US Treasury Secretary Scott Bessent defended the ongoing military conflict with Iran on Tuesday, telling the BBC that a "small bit of economic pain" is a necessary price to ensure long-term international security. Bessent argued that the US and Israel have successfully removed the "tail risk" of potential Iranian nuclear strikes against Western capitals.
"I wonder what the hit to global GDP would be if a nuclear weapon hit London," Bessent told the BBC. "I am saying that I am less concerned about short-term forecasts, for long-term security."
Despite the Treasury Secretary's assessment, the International Monetary Fund (IMF) issued a stark warning in its latest World Economic Outlook. The organization stated that if oil, gas, and food prices remain at current elevated levels through 2027, global economic growth could fall below 2%. Such a contraction would mirror the economic distress seen only four times since 1980, including the height of the Covid-19 pandemic.

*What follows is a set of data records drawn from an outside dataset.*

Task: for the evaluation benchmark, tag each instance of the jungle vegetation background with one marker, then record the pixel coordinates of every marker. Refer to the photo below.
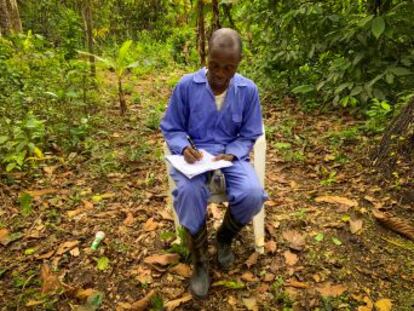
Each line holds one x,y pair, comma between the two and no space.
83,86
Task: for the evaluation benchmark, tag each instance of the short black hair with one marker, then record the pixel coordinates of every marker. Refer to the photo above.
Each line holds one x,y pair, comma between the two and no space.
226,38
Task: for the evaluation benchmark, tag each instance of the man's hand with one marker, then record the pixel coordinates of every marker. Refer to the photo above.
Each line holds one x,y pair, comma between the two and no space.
191,155
227,157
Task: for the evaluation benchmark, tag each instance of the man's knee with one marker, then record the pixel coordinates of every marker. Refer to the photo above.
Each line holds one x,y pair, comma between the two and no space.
253,196
191,188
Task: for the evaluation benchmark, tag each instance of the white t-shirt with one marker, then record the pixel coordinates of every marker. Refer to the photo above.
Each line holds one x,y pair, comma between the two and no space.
220,99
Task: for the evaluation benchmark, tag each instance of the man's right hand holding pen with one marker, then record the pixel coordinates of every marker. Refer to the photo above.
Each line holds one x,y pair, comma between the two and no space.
191,153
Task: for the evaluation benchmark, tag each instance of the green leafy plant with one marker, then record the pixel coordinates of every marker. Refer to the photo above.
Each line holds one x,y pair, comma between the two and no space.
20,144
119,64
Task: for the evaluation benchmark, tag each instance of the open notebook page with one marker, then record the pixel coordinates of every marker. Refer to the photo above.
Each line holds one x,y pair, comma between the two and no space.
204,165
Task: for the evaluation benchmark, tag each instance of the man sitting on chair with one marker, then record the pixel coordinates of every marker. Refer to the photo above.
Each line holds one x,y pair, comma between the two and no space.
220,110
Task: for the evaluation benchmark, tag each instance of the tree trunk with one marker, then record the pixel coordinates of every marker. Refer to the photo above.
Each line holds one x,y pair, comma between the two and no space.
87,19
122,102
215,23
227,12
4,18
389,146
15,22
201,36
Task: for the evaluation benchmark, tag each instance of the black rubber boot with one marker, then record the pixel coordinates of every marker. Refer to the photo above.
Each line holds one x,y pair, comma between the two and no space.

Global economic instability and regional tensions
The conflict, now in its seventh week, has significantly disrupted global trade following the effective closure of the Strait of Hormuz. While Bessent cited the Iranian strike on Diego Garcia as evidence of the regime’s intercontinental ballistic missile capabilities, the UK government maintains a different perspective. A British spokesperson told the BBC there is "no assessment" that Iran is attempting to target Europe with missiles, stating that the UK retains the military capability to defend against any external threat.
Economic fallout from the war is already being felt in domestic markets. In Mexico, investors are navigating rising inflation, which reached 4.59% in March, according to Expansión. While Cetes—Mexican Treasury certificates—are seeing reduced yields due to market volatility, they remain a primary hedge against the rising costs of fuel and food. Analysts suggest that even with lower returns, these government bonds provide a necessary shield for capital against the inflationary pressures exacerbated by the global energy shock.
Beyond Western markets, the human cost of the conflict continues to mount. US News & World Report projects that the sustained war could push as many as 30 million people into extreme poverty globally. With the current ceasefire set to expire in one week, the failure of previous peace talks has left international observers bracing for further volatility in energy and food markets.